The General Assembly of the Presbyterian Church is the highest governing body and judicatory of this denomination. The General assembly meets annually during the third full week of October since 1996. In 2002, the Presbyterian Church of the Philippines participated in a series of dialogues with other Presbyterian denominations and groups in the Philippines that included Reformed Presbyterian Church of the Philippines, Daeshin Presbyterian Church in the Philippines and some independent Presbyterian groups. The dialogue resulted to the creation of an ecumenical body, the Council of Presbyterian Churches in the Philippines (CPCP) in 2003. The leadership of the council was distributed among member denominations with the Reverend Rei Eusebio, who was the General Secretary of the Presbyterian Church of the Philippines at the time, as the founding chairman.

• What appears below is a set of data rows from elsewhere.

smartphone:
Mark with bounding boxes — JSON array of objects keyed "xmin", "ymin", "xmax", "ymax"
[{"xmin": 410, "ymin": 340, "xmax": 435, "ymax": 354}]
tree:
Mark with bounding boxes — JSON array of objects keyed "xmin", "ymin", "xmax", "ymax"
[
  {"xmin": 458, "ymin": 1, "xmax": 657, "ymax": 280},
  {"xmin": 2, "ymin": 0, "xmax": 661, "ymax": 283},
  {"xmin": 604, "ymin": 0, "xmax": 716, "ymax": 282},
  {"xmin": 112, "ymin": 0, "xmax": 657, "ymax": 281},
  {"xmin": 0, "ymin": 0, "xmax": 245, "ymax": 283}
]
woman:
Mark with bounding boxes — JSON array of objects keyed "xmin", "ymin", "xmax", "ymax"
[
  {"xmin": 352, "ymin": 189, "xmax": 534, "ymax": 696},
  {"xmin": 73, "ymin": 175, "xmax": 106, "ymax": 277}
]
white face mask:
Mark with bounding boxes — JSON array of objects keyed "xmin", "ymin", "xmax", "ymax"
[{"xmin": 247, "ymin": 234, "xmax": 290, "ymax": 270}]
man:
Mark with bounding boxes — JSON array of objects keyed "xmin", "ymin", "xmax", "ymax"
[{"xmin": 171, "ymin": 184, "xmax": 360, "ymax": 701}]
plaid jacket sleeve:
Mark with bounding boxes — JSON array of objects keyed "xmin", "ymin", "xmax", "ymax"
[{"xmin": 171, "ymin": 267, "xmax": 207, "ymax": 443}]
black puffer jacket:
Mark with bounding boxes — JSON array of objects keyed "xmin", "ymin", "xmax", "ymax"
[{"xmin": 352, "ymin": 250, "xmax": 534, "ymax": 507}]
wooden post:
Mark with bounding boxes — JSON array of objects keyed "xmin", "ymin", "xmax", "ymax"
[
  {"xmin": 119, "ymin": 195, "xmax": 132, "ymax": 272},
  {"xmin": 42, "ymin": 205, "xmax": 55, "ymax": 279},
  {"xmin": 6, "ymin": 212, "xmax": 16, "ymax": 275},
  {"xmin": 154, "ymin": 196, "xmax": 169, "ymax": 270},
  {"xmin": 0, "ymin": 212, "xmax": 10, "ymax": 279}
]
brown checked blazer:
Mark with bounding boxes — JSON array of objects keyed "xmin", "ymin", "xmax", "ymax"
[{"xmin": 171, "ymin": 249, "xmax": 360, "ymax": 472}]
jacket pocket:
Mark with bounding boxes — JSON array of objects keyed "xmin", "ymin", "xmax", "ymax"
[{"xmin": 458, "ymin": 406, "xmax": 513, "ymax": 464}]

In the early 2000s the denomination had about 150 congregations and more than 5,000 members. The worship is in English, Filipino and local dialects.

===PCP RINGS 2020===
On June 11, 2013, a special General Assembly was held to approve and launch the new 7-year vision of the denomination "PCP RINGS 2020". It is an acronym for "Relational, Indigenous, Numerical, Global and Social growth", a thrust of PCP for the next seven years. It also recommended the establishment of a mission program called "Diaspora ministry" which aims to rally the support and cooperation of many PCP members in other countries and establish PCP congregations in those countries.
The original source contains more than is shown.